Karya : Khoir Al faroli
Sepertinya matahari sudah mulai tinggi. Sedikit cahanya masuk ke celah diding kamarku. Kurebahkan tubuhku. Mulai bangun dan merapikan rambutku dengan tangan. Keluar dari kamar menuju tempat setiap hari kumelamun.

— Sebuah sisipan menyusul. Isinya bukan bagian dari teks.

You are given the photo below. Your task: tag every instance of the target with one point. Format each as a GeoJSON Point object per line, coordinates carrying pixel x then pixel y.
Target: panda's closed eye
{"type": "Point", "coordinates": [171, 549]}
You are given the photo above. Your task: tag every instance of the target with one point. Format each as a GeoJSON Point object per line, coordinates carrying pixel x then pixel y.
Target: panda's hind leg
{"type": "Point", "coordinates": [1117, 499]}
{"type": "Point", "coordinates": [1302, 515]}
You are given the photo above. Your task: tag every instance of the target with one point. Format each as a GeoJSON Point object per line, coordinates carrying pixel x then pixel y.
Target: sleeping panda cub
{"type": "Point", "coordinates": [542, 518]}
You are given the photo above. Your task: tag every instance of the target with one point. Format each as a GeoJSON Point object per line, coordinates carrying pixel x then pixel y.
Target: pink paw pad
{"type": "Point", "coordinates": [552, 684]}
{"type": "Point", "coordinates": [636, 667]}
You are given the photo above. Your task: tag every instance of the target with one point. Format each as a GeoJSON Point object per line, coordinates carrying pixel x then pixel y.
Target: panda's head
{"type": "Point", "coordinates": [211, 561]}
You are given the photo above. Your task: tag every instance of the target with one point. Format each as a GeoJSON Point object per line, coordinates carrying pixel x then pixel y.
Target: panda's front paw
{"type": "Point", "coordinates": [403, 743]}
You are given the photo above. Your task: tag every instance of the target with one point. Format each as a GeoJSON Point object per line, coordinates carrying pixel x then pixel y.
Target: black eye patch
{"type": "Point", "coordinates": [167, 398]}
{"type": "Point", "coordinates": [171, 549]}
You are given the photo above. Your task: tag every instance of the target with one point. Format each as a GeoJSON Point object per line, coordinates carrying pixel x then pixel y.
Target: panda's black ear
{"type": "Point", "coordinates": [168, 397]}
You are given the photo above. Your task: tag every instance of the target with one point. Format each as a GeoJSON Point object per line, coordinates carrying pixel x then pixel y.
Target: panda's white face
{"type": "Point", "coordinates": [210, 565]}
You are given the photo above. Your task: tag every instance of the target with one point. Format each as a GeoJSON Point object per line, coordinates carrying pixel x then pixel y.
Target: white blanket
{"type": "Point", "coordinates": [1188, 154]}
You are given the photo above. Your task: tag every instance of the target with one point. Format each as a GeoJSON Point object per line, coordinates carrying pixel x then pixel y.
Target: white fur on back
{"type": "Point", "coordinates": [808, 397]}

Duduk di kursi. Di teras rumah. Dengan memandangi lalu lalang warga yang memulai aktifitasnya. Terlihat di kejauhan seorang berdasi dengan sedikit warna putih di rambutnya. Nampaknya ia terburu-buru. Dengan membawa tas berwarna hitam ia masuk ke dalam mobil dan langsung pergi. Nampaknya mobilnya baru. Istrinya cantik dan rumahnya pun terlihat megah. “Hmmm. Kapan saya bisa seperti itu?” gumamku dalam hati.
Aku masih terdiam. Apa yang harus aku lakukan hari ini. Setiap hari hanya melamun dan melamun. Tak ada kegiatan yang pasti setiap hari kulakukan. Rasanya tangan dan fikiran ini sangat sulit untuk diajak beraktifitas. Canggung untuk memulai sesuatu yang menurutku akan berakhir sia-sia.
Ah, mungkin memang takdirku seperti ini. Tak ada pilihan lagi untuk melawannya. Merasa sepi. Nampaknya aku memang perlu jalan-jalan hari ini. Tak usah jauh-jauh. Keliling kampung cukuplah. Selain tak mengeluarkan biaya. Dengan berjalan kaki akan membuat badan menjadi sehat. Ya walaupun hari sudah tidak pagi. Fikiran ini nampaknya juga membutuhkan kesegaran.
Dengan sedikit menggerak-gerakkan tangan dan lari-lari kecil aku menyusuri jalan di kampungku. Hari ini terlihat agak sepi. Semua warga nampaknya sudah menyibukkan diri di pagi hari.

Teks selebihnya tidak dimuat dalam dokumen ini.